As the global AI race intensifies, Anthropic has unveiled a feature that sounds more science fiction than software update. Called "Dreams", the new capability allows its Claude AI agents to revisit past interactions, identify patterns, and refine their own memory systems while inactive - a process the company compares to how humans process experiences during sleep.

The announcement, made during Anthropic's developer conference in San Francisco, signals a major shift in the evolution of AI agents from reactive assistants to systems capable of autonomous self-improvement. Unlike conventional memory storage, Dreams enables Claude to reorganise accumulated information, remove inconsistencies, and generate new insights between sessions.

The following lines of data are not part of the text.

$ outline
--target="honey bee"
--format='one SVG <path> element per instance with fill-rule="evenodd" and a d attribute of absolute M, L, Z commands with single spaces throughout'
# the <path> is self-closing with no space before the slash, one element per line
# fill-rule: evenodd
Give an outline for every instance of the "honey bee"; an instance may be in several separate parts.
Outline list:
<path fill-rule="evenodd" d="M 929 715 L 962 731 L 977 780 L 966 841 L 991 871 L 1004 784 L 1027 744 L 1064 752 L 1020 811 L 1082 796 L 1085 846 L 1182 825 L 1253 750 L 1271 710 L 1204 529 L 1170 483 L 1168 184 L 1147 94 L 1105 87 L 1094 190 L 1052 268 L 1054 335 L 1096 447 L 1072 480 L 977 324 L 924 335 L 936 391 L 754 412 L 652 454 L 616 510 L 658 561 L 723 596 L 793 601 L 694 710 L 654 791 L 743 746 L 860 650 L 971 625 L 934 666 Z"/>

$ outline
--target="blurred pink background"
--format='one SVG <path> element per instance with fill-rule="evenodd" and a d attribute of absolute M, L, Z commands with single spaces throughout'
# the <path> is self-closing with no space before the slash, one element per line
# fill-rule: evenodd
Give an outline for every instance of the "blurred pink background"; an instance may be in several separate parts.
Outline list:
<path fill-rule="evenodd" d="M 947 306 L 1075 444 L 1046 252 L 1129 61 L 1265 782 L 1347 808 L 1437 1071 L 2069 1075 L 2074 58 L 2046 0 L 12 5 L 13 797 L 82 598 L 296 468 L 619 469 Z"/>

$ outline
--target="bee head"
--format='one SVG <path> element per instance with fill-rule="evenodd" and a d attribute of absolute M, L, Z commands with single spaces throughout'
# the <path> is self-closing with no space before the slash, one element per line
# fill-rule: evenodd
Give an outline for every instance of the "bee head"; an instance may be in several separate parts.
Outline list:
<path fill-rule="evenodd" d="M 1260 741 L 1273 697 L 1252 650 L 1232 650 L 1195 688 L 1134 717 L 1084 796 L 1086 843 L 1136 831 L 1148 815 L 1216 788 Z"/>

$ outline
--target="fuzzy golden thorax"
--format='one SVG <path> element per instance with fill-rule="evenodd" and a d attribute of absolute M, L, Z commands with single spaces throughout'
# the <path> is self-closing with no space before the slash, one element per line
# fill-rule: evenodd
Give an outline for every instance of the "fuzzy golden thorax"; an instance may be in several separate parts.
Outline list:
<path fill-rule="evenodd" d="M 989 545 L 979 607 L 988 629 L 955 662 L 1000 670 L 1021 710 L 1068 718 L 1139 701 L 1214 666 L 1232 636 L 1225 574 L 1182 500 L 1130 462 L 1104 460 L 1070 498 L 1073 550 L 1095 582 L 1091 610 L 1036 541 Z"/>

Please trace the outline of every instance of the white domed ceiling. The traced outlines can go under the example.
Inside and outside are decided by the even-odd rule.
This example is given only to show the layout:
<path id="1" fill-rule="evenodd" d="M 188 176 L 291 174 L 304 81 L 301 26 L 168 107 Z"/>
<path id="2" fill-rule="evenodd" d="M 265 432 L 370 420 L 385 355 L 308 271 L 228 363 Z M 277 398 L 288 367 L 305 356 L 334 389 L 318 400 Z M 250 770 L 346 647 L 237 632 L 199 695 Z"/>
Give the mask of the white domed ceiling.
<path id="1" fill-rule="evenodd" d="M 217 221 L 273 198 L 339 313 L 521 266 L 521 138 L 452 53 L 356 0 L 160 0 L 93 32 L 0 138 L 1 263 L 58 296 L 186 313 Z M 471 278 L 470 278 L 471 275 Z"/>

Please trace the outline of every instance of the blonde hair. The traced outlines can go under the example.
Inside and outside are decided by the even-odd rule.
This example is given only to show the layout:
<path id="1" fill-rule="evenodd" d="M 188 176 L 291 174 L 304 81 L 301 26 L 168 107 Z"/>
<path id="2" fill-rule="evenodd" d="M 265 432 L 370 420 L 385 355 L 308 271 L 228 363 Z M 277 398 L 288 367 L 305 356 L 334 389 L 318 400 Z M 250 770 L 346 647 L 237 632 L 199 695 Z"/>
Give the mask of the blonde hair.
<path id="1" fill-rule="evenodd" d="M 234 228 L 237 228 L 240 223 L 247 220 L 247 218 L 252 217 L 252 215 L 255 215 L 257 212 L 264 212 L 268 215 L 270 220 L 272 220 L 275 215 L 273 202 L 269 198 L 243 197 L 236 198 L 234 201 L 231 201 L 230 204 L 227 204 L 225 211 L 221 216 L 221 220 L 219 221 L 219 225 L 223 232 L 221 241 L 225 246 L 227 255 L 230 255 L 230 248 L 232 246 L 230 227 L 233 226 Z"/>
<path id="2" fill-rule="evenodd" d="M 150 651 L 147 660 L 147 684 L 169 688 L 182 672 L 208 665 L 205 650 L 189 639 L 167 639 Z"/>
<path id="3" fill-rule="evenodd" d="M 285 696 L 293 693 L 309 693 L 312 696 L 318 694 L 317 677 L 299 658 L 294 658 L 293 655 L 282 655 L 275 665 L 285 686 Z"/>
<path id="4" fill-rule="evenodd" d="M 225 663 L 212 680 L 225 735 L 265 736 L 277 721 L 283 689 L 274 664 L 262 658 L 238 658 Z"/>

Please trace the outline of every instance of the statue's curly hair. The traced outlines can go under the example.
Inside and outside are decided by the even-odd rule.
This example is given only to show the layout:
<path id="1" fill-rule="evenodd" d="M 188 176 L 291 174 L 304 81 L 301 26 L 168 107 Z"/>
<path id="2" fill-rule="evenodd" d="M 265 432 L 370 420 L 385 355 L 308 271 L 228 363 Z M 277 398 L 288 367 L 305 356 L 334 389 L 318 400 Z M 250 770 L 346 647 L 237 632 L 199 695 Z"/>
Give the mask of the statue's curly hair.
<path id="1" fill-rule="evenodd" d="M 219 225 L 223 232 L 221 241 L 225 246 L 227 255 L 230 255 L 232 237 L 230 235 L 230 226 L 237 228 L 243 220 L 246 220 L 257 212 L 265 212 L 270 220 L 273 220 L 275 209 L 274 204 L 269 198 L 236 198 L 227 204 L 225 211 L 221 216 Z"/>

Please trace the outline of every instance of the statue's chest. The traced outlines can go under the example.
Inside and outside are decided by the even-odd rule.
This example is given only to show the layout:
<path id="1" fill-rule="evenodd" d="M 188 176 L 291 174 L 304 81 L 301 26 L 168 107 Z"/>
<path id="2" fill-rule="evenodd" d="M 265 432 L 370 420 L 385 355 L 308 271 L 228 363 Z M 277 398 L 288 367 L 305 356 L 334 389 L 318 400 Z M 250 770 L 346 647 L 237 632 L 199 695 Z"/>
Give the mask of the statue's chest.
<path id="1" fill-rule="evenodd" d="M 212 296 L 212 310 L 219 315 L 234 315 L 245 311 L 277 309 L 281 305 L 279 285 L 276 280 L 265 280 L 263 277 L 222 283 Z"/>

Industry observers say the move places Anthropic in direct competition with rivals pushing toward "agentic AI" — systems designed to complete tasks with minimal human supervision. Reports suggest the feature will initially roll out as a research preview for developers using Claude Managed Agents.

The development has also reignited debate over how closely AI should mimic human behaviour. Critics argue terms like "dreaming" risk blurring the line between machine computation and human cognition, potentially encouraging users to overestimate AI capabilities.

Still, with AI firms racing to build tools that can learn, adapt, and eventually improve themselves, Anthropic's latest experiment may mark the beginning of a new chapter in artificial intelligence - one where machines no longer simply respond, but reflect.